# New Classico owner



## Caffeine fan (May 14, 2019)

Just upgraded from a Gaggia Classic to a Fracino Classico. I wasn't really looking to buy this model but it came up locally and as it is only a year old, in vgc and was well priced, I've gone for it.

Any tips or other pointers to get the best out of the machine from other owners would be gratefully received.

Thanks


----------



## KTD (Dec 28, 2017)

Caffeine fan said:


> Just upgraded from a Gaggia Classic to a Fracino Classico. I wasn't really looking to buy this model but it came up locally and as it is only a year old, in vgc and was well priced, I've gone for it.
> 
> Any tips or other pointers to get the best out of the machine from other owners would be gratefully received.
> 
> Thanks


Really enjoyed owning mine, only thing I'd say is run water through to speed up the heat up time, it's a really easy to get good shots from it especially when fully up to temp. A WiFi plug will be a good investment.

Sent from my iPhone using Tapatalk


----------



## Caffeine fan (May 14, 2019)

Hi KTD,

Thanks for response. I've just invested in a Meross plug so it turns on to heat up 45 mins before the fist shot.

I've not actually pulled my first shot yet - that will be tomorrow morning.


----------



## Caffeine fan (May 14, 2019)

KTD said:


> Really enjoyed owning mine, only thing I'd say is run water through to speed up the heat up time, it's a really easy to get good shots from it especially when fully up to temp. A WiFi plug will be a good investment.
> 
> Sent from my iPhone using Tapatalk


 Hi KTD,

What brand of wifi plug are you using? My Meross appears to be struggling to cope so I may need to swap.

thanks


----------



## KTD (Dec 28, 2017)

Caffeine fan said:


> Hi KTD,
> What brand of wifi plug are you using? My Meross appears to be struggling to cope so I may need to swap.
> thanks


TP-link

Sent from my iPhone using Tapatalk


----------



## cold war kid (Mar 12, 2010)

It's a HX machine, but unusually doesn't need a cooling flush. Fracino see that as a design fault.

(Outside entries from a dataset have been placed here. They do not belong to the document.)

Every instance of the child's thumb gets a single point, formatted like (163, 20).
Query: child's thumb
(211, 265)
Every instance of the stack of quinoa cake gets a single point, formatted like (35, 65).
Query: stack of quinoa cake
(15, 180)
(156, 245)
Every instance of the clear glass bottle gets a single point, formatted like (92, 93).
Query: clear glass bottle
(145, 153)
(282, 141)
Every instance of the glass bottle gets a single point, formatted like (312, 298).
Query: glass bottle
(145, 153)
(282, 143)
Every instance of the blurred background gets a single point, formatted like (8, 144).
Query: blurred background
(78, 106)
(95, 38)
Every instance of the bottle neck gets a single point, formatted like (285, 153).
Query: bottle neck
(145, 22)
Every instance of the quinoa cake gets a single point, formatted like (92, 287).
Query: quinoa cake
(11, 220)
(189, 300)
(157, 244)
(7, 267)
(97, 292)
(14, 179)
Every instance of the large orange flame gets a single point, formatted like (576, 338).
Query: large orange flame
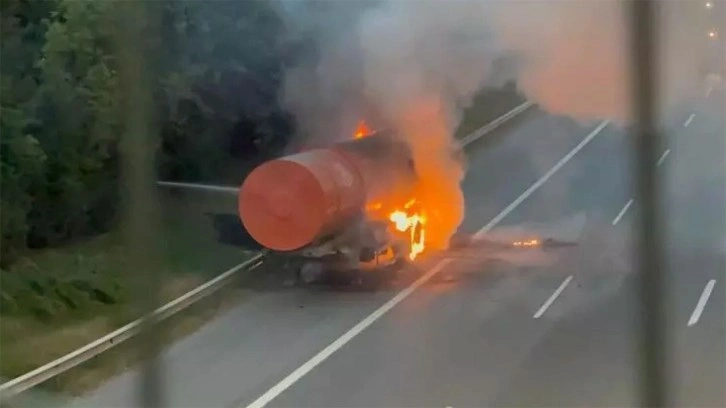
(362, 130)
(414, 224)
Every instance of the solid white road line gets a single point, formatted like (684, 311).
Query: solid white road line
(623, 211)
(321, 356)
(702, 302)
(541, 181)
(662, 158)
(552, 298)
(689, 120)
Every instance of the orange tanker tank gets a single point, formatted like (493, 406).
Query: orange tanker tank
(294, 201)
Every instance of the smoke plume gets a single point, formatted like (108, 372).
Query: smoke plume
(415, 65)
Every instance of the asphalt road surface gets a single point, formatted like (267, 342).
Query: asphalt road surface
(556, 331)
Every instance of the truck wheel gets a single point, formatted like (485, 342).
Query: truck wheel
(310, 272)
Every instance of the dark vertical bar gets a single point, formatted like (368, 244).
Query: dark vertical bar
(651, 328)
(137, 165)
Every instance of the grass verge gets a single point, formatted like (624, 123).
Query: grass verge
(57, 300)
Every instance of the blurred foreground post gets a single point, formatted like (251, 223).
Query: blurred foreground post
(137, 169)
(652, 341)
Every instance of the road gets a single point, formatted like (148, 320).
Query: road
(558, 333)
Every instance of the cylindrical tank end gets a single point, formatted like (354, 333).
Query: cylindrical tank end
(282, 205)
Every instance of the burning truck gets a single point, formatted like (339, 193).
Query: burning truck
(345, 211)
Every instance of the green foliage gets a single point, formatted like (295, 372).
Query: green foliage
(212, 63)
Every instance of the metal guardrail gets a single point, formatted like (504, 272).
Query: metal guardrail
(41, 374)
(93, 349)
(475, 135)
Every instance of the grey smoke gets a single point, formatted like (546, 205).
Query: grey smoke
(415, 65)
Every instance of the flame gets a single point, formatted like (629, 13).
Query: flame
(527, 243)
(414, 224)
(362, 130)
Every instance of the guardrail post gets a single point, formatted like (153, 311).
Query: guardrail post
(651, 325)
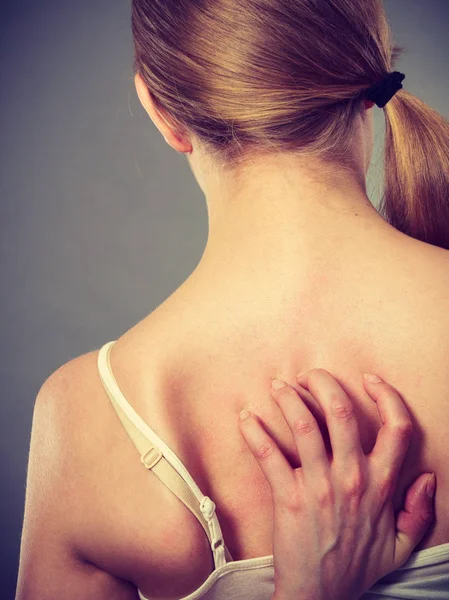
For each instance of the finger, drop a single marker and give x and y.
(271, 460)
(306, 432)
(414, 520)
(339, 412)
(393, 438)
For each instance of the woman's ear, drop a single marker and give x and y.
(161, 121)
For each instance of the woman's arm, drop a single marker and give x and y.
(335, 533)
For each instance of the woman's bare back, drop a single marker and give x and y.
(396, 325)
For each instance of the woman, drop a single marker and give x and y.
(269, 103)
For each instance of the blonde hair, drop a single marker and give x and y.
(248, 77)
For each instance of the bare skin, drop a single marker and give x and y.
(297, 274)
(338, 503)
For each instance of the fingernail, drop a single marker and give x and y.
(372, 378)
(277, 384)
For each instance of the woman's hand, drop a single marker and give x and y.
(334, 532)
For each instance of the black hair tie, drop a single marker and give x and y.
(383, 91)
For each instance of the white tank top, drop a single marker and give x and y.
(425, 575)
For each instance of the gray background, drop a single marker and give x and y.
(100, 219)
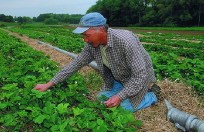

If you just leave it to heat up on it's own, 45 minutes is about right for it to be good to go. I have a grouphead thermometer in mine and was surprised how long after it feels hot that it actually reaches optimum temp.


----------



## Caffeine fan (May 14, 2019)

The TP Link HS100 is also rated at 3kw but I will Give it a go.


----------



## simon333 (Oct 30, 2014)

.....adjust your opv to approx. 9 bar, it will improve your shot.


----------



## Caffeine fan (May 14, 2019)

Tried the TP link, with mixed results. The plug works and the machine comes on, but when I try to pull a shot there doesn't seem to be enough power for the pump to kick in. I had to plug the Classico directly into the socket for it to work. Not ideal but at least it is heating up, although this mornings shot wasn't hot enough for me, so will try a longer warn up time.


----------